Era uma sexta-feira comum em uma comunidadezinha de uma cidadezinha comum do interior nordestino. A cidadezinha ficava na beira de uma estrada de terra muito movimentada. Era uma dessas cidadezinhas que a gente pensa em não querer viver, dessas cidadezinhas em que a vida morre devagar. Os raios de sol do meio-dia cortavam como facas de fogo... Cada segundo era uma eternidade de queimação no rosto, no corpo e na alma. Não chovia havia muito tempo e a paisagem era desoladora: fome, sede, pobreza. A única certeza que havia era a incerteza...
Na cidadezinha todos sabiam que seria mais um dia penoso. Sabiam que muitos animais – e pessoas – morreriam! As portas ficavam sempre abertas no intuito de amenizar o calor. Os locais mais concorridos eram as bodegas – os chamados “pega bebo”, elas fervilhavam de gente. Lá dentro os problemas tinham solução na bala ou na faca. Na beira da estrada empoeirada as mulheres com suas saias esvoaçantes e imundas tentavam chamar a atenção de motoristas! Pensavam em seus silêncios insignificantes:
– Talvez uma rapidinha seja a garantia de um prato de comida para os filhos que ficaram em casa! Era a triste incerteza da certeza de suas miseráveis vidas mórbidas.
Do outro lado da estrada – disputando território e a atenção dos motoristas – estavam meninas e meninos – de aspecto senil – de corpos esqueléticos, fétidos e desfigurados pela fome e pelo sofrimento da venda do corpo e da alma por uns trocados... Muitas dessas crianças não conheceram os pais, outras não tinham mães, pois eram filhos(as) do absurdo, do estupro. Eram filho(as) de uma penca de pais e mães degenerados, molestadores(as) e molestados(as), eram filhos(as) sem pai e sem mãe, filhos(as) do acaso, filhos(as) de mães vendidas que vendiam seus(as) inocentes filhos(as) por um gole de cachaça ou um prato de comida... Uma realidade surreal que se refletia e se perpetuava nas meninas dos olhos daquelas meninas-mulheres de aluguel ou troca e dos meninos negociáveis – compráveis para um momento de prazer. Mas como fariam outra coisa, se a única coisa que sabiam era fazer aquilo, o tempo todo, mesmo isso parecendo atemporal? As meninas e os meninos tinham os rotos mordidos pelos desejos libertinos de “senhoras” e “senhores” de idade avançada. Toda sexta-feira era assim, eles(as) chegavam em seus carros caros e bonitos. Traziam na mala os doces, brinquedos, panelas, quinquilharias e o consentimento de pais e mães.

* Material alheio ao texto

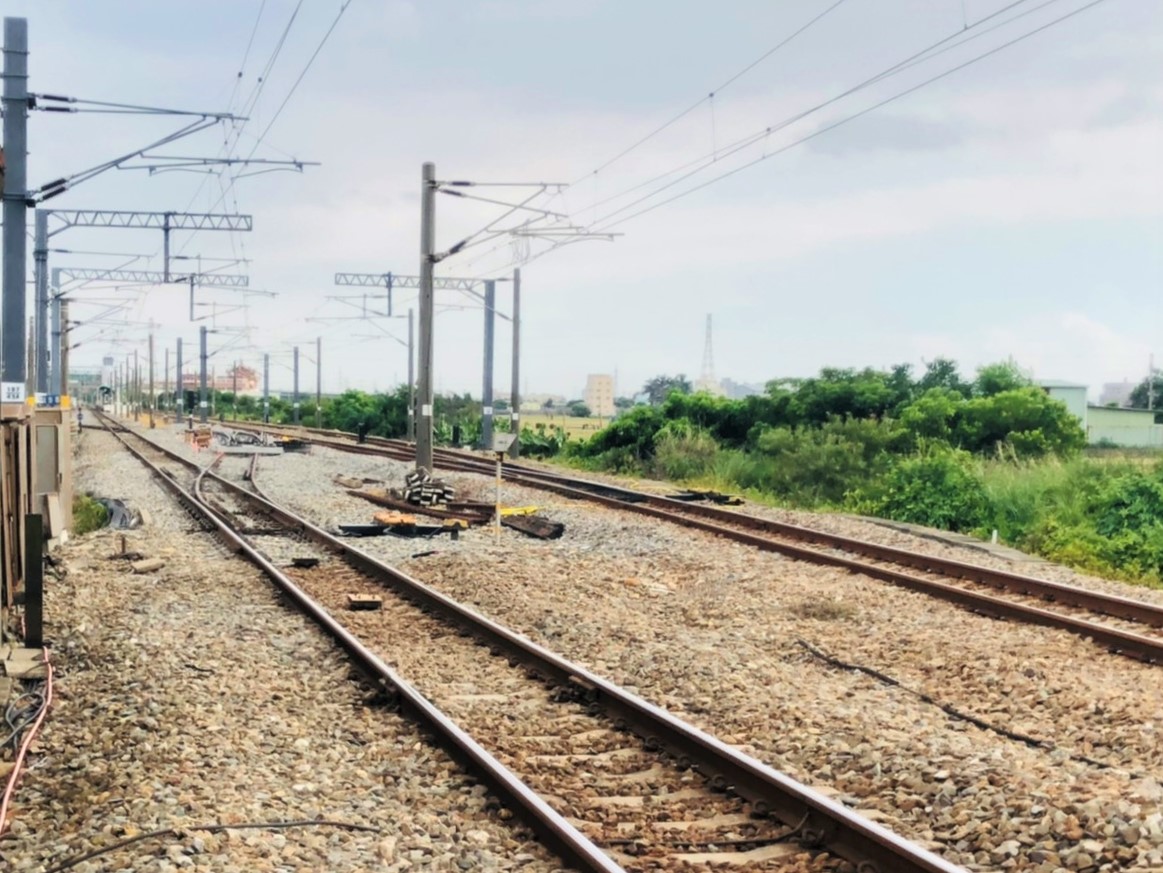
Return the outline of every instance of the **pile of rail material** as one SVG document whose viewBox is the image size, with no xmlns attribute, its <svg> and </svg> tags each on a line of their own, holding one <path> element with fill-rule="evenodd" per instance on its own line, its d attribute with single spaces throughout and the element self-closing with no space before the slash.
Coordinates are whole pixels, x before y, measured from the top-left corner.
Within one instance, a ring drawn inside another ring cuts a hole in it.
<svg viewBox="0 0 1163 873">
<path fill-rule="evenodd" d="M 415 506 L 438 506 L 456 500 L 456 489 L 421 467 L 404 477 L 401 496 Z"/>
<path fill-rule="evenodd" d="M 468 527 L 467 521 L 456 518 L 446 518 L 440 524 L 426 524 L 414 515 L 394 510 L 377 512 L 372 516 L 372 521 L 387 533 L 401 537 L 431 537 L 446 533 L 456 539 L 460 531 Z"/>
<path fill-rule="evenodd" d="M 688 503 L 696 503 L 702 500 L 708 500 L 711 503 L 717 503 L 720 506 L 742 506 L 743 499 L 736 497 L 734 494 L 723 494 L 719 491 L 696 491 L 688 489 L 686 491 L 679 491 L 675 494 L 667 495 L 671 500 L 683 500 Z"/>
<path fill-rule="evenodd" d="M 394 509 L 399 512 L 416 512 L 420 515 L 428 515 L 433 518 L 454 519 L 465 522 L 466 526 L 470 524 L 484 524 L 493 515 L 493 507 L 487 503 L 480 504 L 479 506 L 473 504 L 472 508 L 464 503 L 438 508 L 435 506 L 418 506 L 414 503 L 409 503 L 396 490 L 382 492 L 348 489 L 347 493 L 352 497 L 359 497 L 369 503 L 374 503 L 377 506 L 383 506 L 387 509 Z"/>
</svg>

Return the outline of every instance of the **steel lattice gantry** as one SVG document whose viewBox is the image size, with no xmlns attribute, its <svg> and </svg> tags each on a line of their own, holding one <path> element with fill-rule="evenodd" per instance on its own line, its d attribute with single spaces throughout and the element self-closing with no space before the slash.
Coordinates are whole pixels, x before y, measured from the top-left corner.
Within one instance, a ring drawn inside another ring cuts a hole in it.
<svg viewBox="0 0 1163 873">
<path fill-rule="evenodd" d="M 130 282 L 142 285 L 164 285 L 166 274 L 160 270 L 102 270 L 96 267 L 59 267 L 61 276 L 70 279 L 85 279 L 102 282 Z M 248 288 L 250 277 L 234 273 L 194 273 L 191 274 L 197 284 L 207 288 Z M 188 276 L 171 276 L 170 281 L 188 281 Z"/>
<path fill-rule="evenodd" d="M 507 279 L 499 279 L 497 281 L 506 282 Z M 484 279 L 465 279 L 456 277 L 443 277 L 432 280 L 433 290 L 436 291 L 461 291 L 475 297 L 482 303 L 485 296 L 477 290 L 477 286 L 484 285 Z M 352 288 L 384 288 L 388 292 L 388 312 L 392 314 L 392 291 L 415 291 L 420 288 L 419 276 L 400 276 L 396 273 L 336 273 L 335 284 Z M 498 313 L 501 318 L 508 320 L 508 316 Z"/>
<path fill-rule="evenodd" d="M 54 222 L 49 229 L 49 220 Z M 250 231 L 254 221 L 250 215 L 224 212 L 146 212 L 120 209 L 37 209 L 33 247 L 33 272 L 36 286 L 36 326 L 33 356 L 34 384 L 38 391 L 48 387 L 48 241 L 71 227 L 110 227 L 160 230 L 163 236 L 163 272 L 160 282 L 175 281 L 170 272 L 170 232 L 174 230 Z M 182 275 L 176 281 L 190 283 L 190 319 L 194 320 L 195 275 Z M 148 280 L 153 281 L 153 280 Z M 207 284 L 207 283 L 202 283 Z M 230 285 L 221 287 L 245 287 Z"/>
<path fill-rule="evenodd" d="M 505 315 L 497 311 L 495 285 L 497 282 L 512 282 L 513 283 L 513 312 L 512 315 Z M 423 280 L 420 276 L 401 276 L 396 273 L 336 273 L 335 284 L 346 287 L 355 288 L 383 288 L 387 291 L 388 308 L 386 313 L 376 313 L 376 315 L 386 315 L 392 317 L 392 291 L 398 289 L 405 290 L 419 290 L 421 291 L 421 322 L 423 323 L 424 299 L 423 299 Z M 490 435 L 492 433 L 493 422 L 493 408 L 492 408 L 492 394 L 493 394 L 493 319 L 495 317 L 503 318 L 513 325 L 513 357 L 512 357 L 512 400 L 509 411 L 510 426 L 514 430 L 520 428 L 520 400 L 517 385 L 519 383 L 518 377 L 520 375 L 520 311 L 521 311 L 521 271 L 516 270 L 513 273 L 512 279 L 478 279 L 478 278 L 461 278 L 456 276 L 432 277 L 433 291 L 459 291 L 476 300 L 479 300 L 485 311 L 484 324 L 484 366 L 482 376 L 482 404 L 481 404 L 481 433 L 482 435 Z M 484 288 L 482 294 L 477 290 L 478 286 Z M 337 297 L 336 300 L 345 301 L 347 298 Z M 430 349 L 430 344 L 429 344 Z M 431 468 L 431 410 L 432 399 L 425 394 L 425 389 L 431 386 L 431 360 L 425 360 L 423 353 L 423 345 L 421 348 L 420 360 L 420 383 L 421 391 L 417 393 L 416 384 L 413 379 L 413 360 L 415 353 L 413 350 L 412 337 L 412 312 L 408 312 L 408 390 L 411 395 L 411 400 L 408 405 L 408 434 L 409 437 L 417 442 L 417 464 Z M 429 352 L 430 358 L 430 352 Z M 428 399 L 425 399 L 428 397 Z M 417 427 L 421 422 L 424 422 L 424 428 L 428 433 L 419 433 Z M 419 434 L 419 435 L 418 435 Z M 426 444 L 426 445 L 425 445 Z M 426 448 L 426 452 L 425 452 Z M 517 444 L 513 444 L 511 449 L 511 456 L 517 456 Z"/>
<path fill-rule="evenodd" d="M 50 209 L 61 227 L 153 227 L 158 230 L 253 230 L 249 215 L 214 212 L 133 212 L 116 209 Z"/>
<path fill-rule="evenodd" d="M 469 291 L 483 284 L 484 279 L 436 278 L 433 285 L 437 291 Z M 336 273 L 336 285 L 354 285 L 364 288 L 418 289 L 419 276 L 399 276 L 395 273 Z"/>
</svg>

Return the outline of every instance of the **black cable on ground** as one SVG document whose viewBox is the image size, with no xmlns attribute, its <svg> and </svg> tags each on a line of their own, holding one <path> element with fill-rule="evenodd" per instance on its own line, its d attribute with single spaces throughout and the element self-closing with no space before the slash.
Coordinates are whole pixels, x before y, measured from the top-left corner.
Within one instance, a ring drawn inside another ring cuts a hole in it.
<svg viewBox="0 0 1163 873">
<path fill-rule="evenodd" d="M 879 682 L 883 682 L 885 685 L 891 685 L 893 688 L 899 688 L 901 691 L 905 692 L 906 694 L 911 694 L 913 697 L 916 697 L 918 700 L 921 700 L 924 703 L 936 706 L 946 715 L 950 716 L 951 718 L 955 718 L 958 721 L 968 722 L 974 727 L 981 728 L 984 731 L 990 731 L 992 733 L 998 734 L 999 736 L 1003 736 L 1008 740 L 1015 740 L 1019 743 L 1024 743 L 1032 749 L 1054 751 L 1058 748 L 1050 740 L 1041 740 L 1028 734 L 1011 731 L 1009 728 L 988 722 L 983 718 L 979 718 L 978 716 L 973 715 L 972 713 L 963 712 L 951 703 L 942 703 L 940 700 L 937 700 L 931 695 L 925 694 L 923 691 L 915 691 L 912 688 L 901 684 L 899 679 L 894 679 L 887 673 L 882 673 L 872 667 L 865 667 L 860 664 L 850 664 L 847 661 L 841 661 L 839 658 L 835 658 L 832 655 L 829 655 L 827 652 L 817 649 L 807 640 L 796 640 L 796 642 L 799 643 L 799 645 L 804 648 L 810 655 L 812 655 L 812 657 L 818 658 L 826 664 L 830 664 L 833 667 L 839 667 L 841 670 L 856 670 L 858 673 L 871 676 L 873 679 L 876 679 Z M 1108 764 L 1105 761 L 1089 758 L 1086 755 L 1079 755 L 1074 752 L 1067 752 L 1067 755 L 1072 761 L 1089 764 L 1092 767 L 1098 767 L 1102 770 L 1124 770 L 1124 768 L 1118 767 L 1115 764 Z M 1144 773 L 1136 773 L 1132 770 L 1124 770 L 1124 772 L 1128 773 L 1135 779 L 1142 779 L 1146 776 Z"/>
<path fill-rule="evenodd" d="M 301 827 L 329 827 L 341 828 L 347 831 L 368 831 L 373 834 L 382 833 L 381 828 L 372 827 L 371 825 L 353 824 L 346 821 L 328 821 L 327 819 L 303 819 L 301 821 L 265 821 L 265 822 L 243 822 L 242 824 L 208 824 L 208 825 L 182 825 L 179 827 L 161 828 L 160 830 L 150 831 L 147 834 L 138 834 L 136 837 L 130 837 L 126 840 L 113 843 L 109 846 L 102 846 L 100 849 L 94 849 L 91 852 L 86 852 L 83 855 L 77 855 L 69 858 L 67 861 L 62 861 L 55 867 L 49 867 L 45 873 L 62 873 L 64 870 L 72 869 L 78 864 L 83 864 L 85 861 L 91 861 L 101 855 L 108 855 L 110 852 L 116 852 L 118 849 L 124 849 L 127 846 L 132 846 L 134 843 L 145 842 L 146 840 L 157 839 L 158 837 L 176 837 L 182 833 L 190 833 L 192 831 L 205 831 L 207 833 L 219 833 L 221 831 L 241 831 L 241 830 L 282 830 L 285 828 L 301 828 Z"/>
</svg>

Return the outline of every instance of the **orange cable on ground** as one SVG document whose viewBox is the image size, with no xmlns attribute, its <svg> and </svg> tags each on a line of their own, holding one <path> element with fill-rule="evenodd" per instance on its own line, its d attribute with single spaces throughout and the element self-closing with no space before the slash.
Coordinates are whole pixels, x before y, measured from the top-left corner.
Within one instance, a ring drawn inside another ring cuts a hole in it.
<svg viewBox="0 0 1163 873">
<path fill-rule="evenodd" d="M 44 649 L 44 669 L 44 705 L 40 708 L 40 714 L 36 717 L 36 721 L 32 723 L 32 727 L 24 735 L 24 742 L 20 744 L 20 750 L 16 753 L 16 766 L 12 768 L 12 773 L 8 777 L 8 784 L 4 787 L 3 796 L 0 796 L 0 835 L 4 834 L 4 830 L 8 826 L 8 804 L 12 800 L 12 795 L 16 791 L 16 783 L 20 779 L 20 766 L 24 762 L 28 749 L 36 738 L 45 716 L 48 715 L 49 707 L 52 706 L 53 670 L 52 664 L 49 663 L 48 649 Z"/>
</svg>

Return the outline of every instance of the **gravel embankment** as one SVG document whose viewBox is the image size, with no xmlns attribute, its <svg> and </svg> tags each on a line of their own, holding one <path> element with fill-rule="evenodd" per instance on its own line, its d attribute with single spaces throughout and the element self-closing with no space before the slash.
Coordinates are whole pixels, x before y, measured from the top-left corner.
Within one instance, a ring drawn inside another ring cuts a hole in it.
<svg viewBox="0 0 1163 873">
<path fill-rule="evenodd" d="M 547 470 L 552 473 L 572 473 L 581 479 L 620 485 L 623 488 L 646 491 L 662 496 L 671 494 L 682 487 L 656 479 L 632 479 L 626 476 L 612 476 L 590 472 L 588 470 L 570 471 L 568 468 L 562 468 L 552 464 L 538 464 L 528 461 L 522 461 L 521 463 L 535 466 L 538 469 Z M 1029 556 L 1011 558 L 1006 556 L 1001 550 L 992 549 L 990 544 L 986 542 L 975 543 L 974 545 L 951 543 L 942 539 L 944 535 L 942 531 L 933 531 L 931 535 L 924 535 L 899 530 L 883 521 L 862 518 L 860 516 L 844 515 L 836 512 L 809 512 L 800 509 L 785 509 L 753 502 L 748 502 L 745 506 L 729 508 L 737 509 L 738 511 L 759 518 L 771 519 L 772 521 L 798 524 L 827 533 L 868 540 L 869 542 L 895 546 L 900 549 L 908 549 L 926 555 L 952 558 L 997 570 L 1008 570 L 1012 573 L 1033 576 L 1036 579 L 1061 582 L 1064 585 L 1076 585 L 1080 588 L 1089 588 L 1107 594 L 1115 594 L 1120 597 L 1128 597 L 1163 606 L 1163 588 L 1148 588 L 1144 585 L 1135 585 L 1129 582 L 1090 576 L 1085 573 L 1080 573 L 1077 570 L 1072 570 L 1069 567 L 1064 567 L 1061 564 L 1054 564 L 1040 558 L 1031 559 Z"/>
<path fill-rule="evenodd" d="M 46 586 L 58 702 L 16 796 L 0 868 L 39 871 L 158 828 L 180 836 L 74 868 L 223 873 L 523 869 L 559 862 L 486 809 L 482 787 L 399 716 L 370 702 L 345 658 L 270 583 L 177 508 L 114 439 L 86 429 L 78 487 L 146 507 L 117 535 L 62 550 Z M 196 824 L 328 819 L 323 826 L 198 832 Z"/>
<path fill-rule="evenodd" d="M 405 470 L 315 449 L 263 459 L 259 482 L 330 527 L 376 509 L 333 475 L 398 483 Z M 445 478 L 466 497 L 492 491 Z M 1158 668 L 696 531 L 512 485 L 502 495 L 543 507 L 565 537 L 360 545 L 971 869 L 1163 866 Z M 800 640 L 904 687 L 824 664 Z"/>
<path fill-rule="evenodd" d="M 264 525 L 238 498 L 224 495 L 222 505 L 250 528 Z M 292 537 L 257 540 L 284 566 L 303 551 Z M 419 607 L 388 595 L 380 609 L 348 610 L 349 596 L 383 596 L 382 584 L 332 555 L 320 558 L 316 567 L 286 572 L 627 870 L 674 866 L 692 846 L 725 859 L 716 847 L 763 844 L 784 832 L 777 822 L 751 819 L 745 802 L 714 791 L 705 776 L 648 751 L 583 702 L 563 699 L 561 689 L 531 680 L 519 665 L 484 654 L 476 639 Z M 686 845 L 676 847 L 680 838 Z M 852 873 L 794 845 L 775 850 L 733 866 L 740 873 Z"/>
</svg>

Os “bêbados sóbrios em desfaçatez” eram outro espetáculo próprio da cidadezinha! Eram bêbados avessos ao álcool, mas que eram ébrios em desfaçatez. E esses eram os que subiam ao púlpito irreal para proferir em silêncio uma indignação inexistente – talvez em busca do reconhecimento, pois o pleito se aproximava. Todos sabiam que o povo vendera e venderia – sempre que possível – a alma... afinal, o mal é sempre um bom negócio para os de uma “cidadezinha”. A cidadezinha tornou-se moralmente depravada, tornou-se incapaz da capacidade de se tornar algo de bom.
Pelas ruas da velha cidadezinha os velhos mendigos decrépitos e fedorentos causavam repugnância aos jovens que eram velhos freqüentadores do refúgio do anatídeo. Nessas ruas a prostituição era institucionalizada pela instituição familiar dos sem família. Na cidadezinha os roubos aconteciam em plena luz do dia, e nem mesmo os instrutores estavam livres da cercania do banditismo, pois a violência violentava e ladeava mansamente a todos. Desde muito cedo meninos e meninas se tonavam senhores(as) do crime, vendiam usavam drogas como gente grande...
Mas, ninguém mais se importava ou se portava, todos (su)portavam com alegria a tristeza de suas desgraçadas vida patéticas. Ficou claro que a escuridão lembrada a cada dia, jamais seria esquecida, e que a anormal moral era normal, mesmo sendo amoral.
E o sol continuava lançando as facas de fogo sobre a terra seca da cidadezinha... seria um castigo?!?!?!?!?!